Open parkerbjur opened 6 months ago
Hmm interesting problem!
It turns out that aiostream can handle streams of streams using the advanced operators, so that's probably what you're after here. The missing part is the ability to split a stream into a steam of streams where items are forwarded depending on a given predicate.
Here's an example of a split
operator that would do just that:
from typing import AsyncIterable, TypeVar, Callable, AsyncIterator
from aiostream import pipable_operator, stream, pipe
from aiostream.core import streamcontext, Streamer
from aiostream.aiter_utils import AsyncExitStack
from anyio import create_memory_object_stream, BrokenResourceError
from anyio.abc import ObjectSendStream
T = TypeVar("T")
K = TypeVar("K")
@pipable_operator
async def split(
source: AsyncIterable[T], key_function: Callable[[T], K], max_buffer_size: float = 0
) -> AsyncIterator[tuple[K, Streamer[T]]]:
mapping: dict[K, ObjectSendStream[T]] = {}
async with AsyncExitStack() as stack:
async with streamcontext(source) as source:
async for chunk in source:
key = key_function(chunk)
if key not in mapping:
sender, receiver = create_memory_object_stream[T](
max_buffer_size=max_buffer_size
)
mapping[key] = await stack.enter_async_context(sender)

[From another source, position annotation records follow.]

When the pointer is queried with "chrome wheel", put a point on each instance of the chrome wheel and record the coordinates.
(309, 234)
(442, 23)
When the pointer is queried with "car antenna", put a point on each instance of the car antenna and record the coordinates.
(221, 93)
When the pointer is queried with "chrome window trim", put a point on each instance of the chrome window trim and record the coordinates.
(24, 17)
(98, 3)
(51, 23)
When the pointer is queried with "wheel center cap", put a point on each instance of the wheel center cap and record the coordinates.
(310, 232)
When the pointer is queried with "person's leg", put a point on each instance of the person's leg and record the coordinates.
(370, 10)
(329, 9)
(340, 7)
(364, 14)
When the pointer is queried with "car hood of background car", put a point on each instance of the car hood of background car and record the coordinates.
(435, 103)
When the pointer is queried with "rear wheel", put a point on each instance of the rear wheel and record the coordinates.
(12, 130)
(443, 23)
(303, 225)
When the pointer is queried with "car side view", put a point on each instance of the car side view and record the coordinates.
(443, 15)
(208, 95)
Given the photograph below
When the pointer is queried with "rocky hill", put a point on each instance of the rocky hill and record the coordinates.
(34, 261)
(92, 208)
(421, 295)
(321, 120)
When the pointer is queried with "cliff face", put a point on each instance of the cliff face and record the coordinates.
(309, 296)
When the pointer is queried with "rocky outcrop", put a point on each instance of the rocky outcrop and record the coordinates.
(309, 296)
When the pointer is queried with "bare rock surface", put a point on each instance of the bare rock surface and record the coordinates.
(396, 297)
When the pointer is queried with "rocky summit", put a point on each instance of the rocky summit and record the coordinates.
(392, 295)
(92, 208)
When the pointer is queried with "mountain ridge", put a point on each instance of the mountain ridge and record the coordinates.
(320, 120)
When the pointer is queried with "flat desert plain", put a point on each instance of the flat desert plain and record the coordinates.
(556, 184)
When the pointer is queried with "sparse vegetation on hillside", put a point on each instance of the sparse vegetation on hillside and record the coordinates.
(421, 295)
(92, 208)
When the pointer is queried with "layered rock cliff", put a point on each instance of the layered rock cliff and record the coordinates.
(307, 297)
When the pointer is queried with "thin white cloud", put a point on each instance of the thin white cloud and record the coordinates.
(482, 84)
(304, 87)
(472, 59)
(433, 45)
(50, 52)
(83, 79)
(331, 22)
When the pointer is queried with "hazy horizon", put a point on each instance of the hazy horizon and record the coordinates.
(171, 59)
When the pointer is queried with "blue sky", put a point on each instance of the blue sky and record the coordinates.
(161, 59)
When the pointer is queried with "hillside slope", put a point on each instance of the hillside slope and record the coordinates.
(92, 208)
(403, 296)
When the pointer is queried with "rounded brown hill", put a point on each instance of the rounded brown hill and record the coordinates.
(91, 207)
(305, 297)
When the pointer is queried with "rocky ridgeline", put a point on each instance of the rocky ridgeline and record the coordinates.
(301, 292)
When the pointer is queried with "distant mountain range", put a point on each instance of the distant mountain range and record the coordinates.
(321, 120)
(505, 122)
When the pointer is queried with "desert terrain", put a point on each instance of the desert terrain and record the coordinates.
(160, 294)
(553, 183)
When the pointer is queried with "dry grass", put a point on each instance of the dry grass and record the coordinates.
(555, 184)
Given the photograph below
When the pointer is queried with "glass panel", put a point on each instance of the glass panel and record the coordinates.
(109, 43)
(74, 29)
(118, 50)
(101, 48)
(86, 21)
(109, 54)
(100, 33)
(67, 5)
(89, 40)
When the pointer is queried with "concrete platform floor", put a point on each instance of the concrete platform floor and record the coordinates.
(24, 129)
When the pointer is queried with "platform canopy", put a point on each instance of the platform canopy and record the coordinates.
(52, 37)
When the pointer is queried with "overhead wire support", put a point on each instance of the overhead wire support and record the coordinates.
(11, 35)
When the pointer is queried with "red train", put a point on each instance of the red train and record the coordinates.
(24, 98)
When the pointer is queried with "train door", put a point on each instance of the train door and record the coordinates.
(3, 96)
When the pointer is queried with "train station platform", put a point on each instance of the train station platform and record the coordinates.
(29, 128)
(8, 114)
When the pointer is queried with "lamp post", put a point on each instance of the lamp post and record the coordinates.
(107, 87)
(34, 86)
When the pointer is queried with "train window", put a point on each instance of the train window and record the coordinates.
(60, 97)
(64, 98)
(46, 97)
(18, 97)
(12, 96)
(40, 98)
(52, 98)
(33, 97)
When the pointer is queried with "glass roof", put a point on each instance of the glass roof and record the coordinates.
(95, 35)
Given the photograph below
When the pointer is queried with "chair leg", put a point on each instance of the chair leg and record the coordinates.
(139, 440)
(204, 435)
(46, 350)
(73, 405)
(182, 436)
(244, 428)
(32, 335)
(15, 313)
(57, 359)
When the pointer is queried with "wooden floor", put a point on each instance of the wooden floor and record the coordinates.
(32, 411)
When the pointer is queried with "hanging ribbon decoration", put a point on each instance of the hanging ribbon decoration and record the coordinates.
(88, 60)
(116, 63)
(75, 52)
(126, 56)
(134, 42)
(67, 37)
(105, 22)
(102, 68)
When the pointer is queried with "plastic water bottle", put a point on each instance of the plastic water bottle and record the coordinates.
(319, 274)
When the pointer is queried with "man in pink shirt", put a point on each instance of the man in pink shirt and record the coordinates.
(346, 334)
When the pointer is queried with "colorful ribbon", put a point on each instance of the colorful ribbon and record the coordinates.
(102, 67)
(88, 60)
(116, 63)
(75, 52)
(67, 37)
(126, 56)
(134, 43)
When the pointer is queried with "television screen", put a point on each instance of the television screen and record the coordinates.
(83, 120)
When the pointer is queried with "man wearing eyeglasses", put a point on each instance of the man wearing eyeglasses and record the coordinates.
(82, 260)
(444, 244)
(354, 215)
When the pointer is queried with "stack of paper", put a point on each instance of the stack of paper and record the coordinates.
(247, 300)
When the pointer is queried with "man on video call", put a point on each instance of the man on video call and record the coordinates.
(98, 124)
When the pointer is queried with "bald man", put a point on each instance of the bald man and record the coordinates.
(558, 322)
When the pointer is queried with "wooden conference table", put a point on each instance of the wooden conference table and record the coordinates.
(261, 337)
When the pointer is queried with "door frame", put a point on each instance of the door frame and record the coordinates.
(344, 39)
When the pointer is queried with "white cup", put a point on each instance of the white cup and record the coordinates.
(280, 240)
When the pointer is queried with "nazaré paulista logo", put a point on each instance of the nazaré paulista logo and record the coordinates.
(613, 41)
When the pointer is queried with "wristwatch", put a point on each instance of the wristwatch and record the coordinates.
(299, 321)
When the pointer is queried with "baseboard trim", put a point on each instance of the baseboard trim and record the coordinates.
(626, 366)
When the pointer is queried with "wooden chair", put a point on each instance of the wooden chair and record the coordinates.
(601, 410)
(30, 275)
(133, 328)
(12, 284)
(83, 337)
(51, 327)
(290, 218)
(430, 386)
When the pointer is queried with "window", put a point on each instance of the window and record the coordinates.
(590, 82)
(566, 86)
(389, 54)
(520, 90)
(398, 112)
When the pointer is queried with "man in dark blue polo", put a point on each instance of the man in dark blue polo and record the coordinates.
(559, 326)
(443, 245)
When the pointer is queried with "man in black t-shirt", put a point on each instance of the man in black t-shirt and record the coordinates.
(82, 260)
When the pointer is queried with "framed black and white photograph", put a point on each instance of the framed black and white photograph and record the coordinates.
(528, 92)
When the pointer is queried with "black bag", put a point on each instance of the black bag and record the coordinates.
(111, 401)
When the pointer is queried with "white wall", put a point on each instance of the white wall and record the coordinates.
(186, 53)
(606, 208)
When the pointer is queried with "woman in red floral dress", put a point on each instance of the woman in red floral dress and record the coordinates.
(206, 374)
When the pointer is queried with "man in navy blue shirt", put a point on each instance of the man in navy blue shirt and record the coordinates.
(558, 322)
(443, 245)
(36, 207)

yield key, streamcontext(receiver)
try:
await mapping[key].send(chunk)
except BrokenResourceError:
pass
Note how it uses a key function to tell where each produced item belongs. Here's an example of this operator being used:
@pytest.mark.asyncio
async def test_split():
def is_even(x: int) -> bool:
return x % 2 == 0
def split_stream(
key: bool, stream: Streamer[int], *_
) -> AsyncIterable[int | list[int]]:
match key:
case True:
return stream | pipe.accumulate(initializer=0) | pipe.takelast(1)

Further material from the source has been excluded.